Revenue for the six months ended 31st December 2012 was £174.2m, up 18% on the £147.1m for the corresponding period last year.
Good growth has been observed in the Far East where revenue increased by 59% over the comparable period, from £49.5m to £78.6m. In other major regions, revenue in the Americas was down 1%, from £36.5m to £36.1m and in Europe was down 7%, from £47.1m to £44.0m. The UK, a smaller segment in absolute amount, grew 16%, from £8.7m to £10.0m.
Revenue from Renishaw’s metrology business for the first six months was £162.5m, compared with £135.9m last year, an increase of 20%. With the exception of more recent acquisitions, Measurement Devices Limited (MDL) and the Renishaw additive manufacturing products division, all traditional metrology product lines reported revenue growth, primarily driven by their machine tool product line and good growth in encoder products.
New product releases during the period included the Resolute UHV ultra-high vacuum compatible readhead, RESOLUTE true-absolute linear and rotary encoders with new compatibility for Siemens DRIVE-CLiQ interface, RTS radio tool setting probe and the Equator 300 extended height comparator for accommodating large fixtures and automation systems.
Revenue from the healthcare business for the first six months increased by 4% from £11.2m last year to £11.7m. There was an operating loss of £4.0m, compared with a loss of £6.0m for the comparable period last year.
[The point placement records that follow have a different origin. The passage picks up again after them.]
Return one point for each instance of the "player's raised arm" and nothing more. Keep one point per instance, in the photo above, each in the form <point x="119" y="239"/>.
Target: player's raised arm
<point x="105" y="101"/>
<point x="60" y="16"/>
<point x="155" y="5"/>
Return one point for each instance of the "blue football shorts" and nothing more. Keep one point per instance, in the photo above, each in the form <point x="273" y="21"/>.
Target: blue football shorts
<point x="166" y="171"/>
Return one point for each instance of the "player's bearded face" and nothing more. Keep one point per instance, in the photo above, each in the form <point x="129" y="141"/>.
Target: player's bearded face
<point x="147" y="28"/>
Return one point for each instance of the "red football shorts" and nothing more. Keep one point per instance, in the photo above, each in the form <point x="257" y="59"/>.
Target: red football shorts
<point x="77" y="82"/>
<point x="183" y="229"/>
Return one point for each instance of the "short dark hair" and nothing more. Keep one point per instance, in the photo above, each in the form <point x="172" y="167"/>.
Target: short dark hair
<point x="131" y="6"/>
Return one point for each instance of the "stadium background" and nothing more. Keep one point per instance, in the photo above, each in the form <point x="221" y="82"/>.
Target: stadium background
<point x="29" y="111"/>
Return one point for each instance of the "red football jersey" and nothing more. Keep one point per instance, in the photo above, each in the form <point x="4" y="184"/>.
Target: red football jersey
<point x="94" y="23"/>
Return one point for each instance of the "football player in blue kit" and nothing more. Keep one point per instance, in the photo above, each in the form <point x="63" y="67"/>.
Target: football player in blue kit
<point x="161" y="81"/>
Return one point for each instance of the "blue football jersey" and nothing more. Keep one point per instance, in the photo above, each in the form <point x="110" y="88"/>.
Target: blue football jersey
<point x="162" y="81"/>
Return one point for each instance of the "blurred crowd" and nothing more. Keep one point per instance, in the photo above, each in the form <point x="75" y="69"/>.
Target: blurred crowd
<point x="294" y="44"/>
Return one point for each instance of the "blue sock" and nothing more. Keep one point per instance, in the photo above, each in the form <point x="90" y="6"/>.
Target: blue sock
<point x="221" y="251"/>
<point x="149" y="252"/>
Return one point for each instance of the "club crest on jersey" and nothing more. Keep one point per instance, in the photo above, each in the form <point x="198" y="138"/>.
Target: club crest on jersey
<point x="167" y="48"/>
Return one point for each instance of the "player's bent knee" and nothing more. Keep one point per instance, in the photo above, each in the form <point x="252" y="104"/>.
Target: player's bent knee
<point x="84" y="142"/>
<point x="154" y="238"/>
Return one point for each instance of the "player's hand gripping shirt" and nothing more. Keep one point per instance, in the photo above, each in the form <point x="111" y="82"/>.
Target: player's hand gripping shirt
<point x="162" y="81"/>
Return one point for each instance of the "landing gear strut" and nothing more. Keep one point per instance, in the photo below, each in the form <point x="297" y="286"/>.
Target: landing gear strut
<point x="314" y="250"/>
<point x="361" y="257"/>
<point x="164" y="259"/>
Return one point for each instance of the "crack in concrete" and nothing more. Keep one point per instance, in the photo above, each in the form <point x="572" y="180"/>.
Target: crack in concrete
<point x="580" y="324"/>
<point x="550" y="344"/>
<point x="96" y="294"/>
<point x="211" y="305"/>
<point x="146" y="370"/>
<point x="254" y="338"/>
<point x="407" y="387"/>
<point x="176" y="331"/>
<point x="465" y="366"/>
Highlights from the Renishaw half year report:
- Group headcount at the end of December 2012 was 3,065, an increase of 161 since the start of the financial year
- Capital expenditure on property, plant and equipment for the six months was £12.1m, of which £3.2m was spent on property and £8.9m on plant, equipment and vehicles
- Construction of new premises for MDL in York has been completed
- Expansion of facilities in Ireland is expected to be completed by the end of the current financial year
- Net cash balances at 31st December 2012 were £12.6m, compared with £15.5m at December 2011 and £21.1m at 30th June 2012
- David Snowden and Terry Garthwaite each completed nine years on the Board and did not seek re-election at the Group’s AGM in October 2012
- Carol Chesney, chartered accountant and company secretary at the manufacturing group Halma plc, joined the Board on 19th October 2012 as non-executive director and chair of the Audit committee
- Dr David Grant was appointed the chair of the Remuneration committee in place of David Snowden
- Renishaw's assembly facility at Woodchester in Gloucestershire won at the UK’s Best Electronics & Electrical Plant Factory Awards 2012
- Interim dividend of 11.33 pence net per share (compared with 10.3 pence last year) will be paid to shareholders
Renishaw Oceania represents the Renishaw Group in Australia.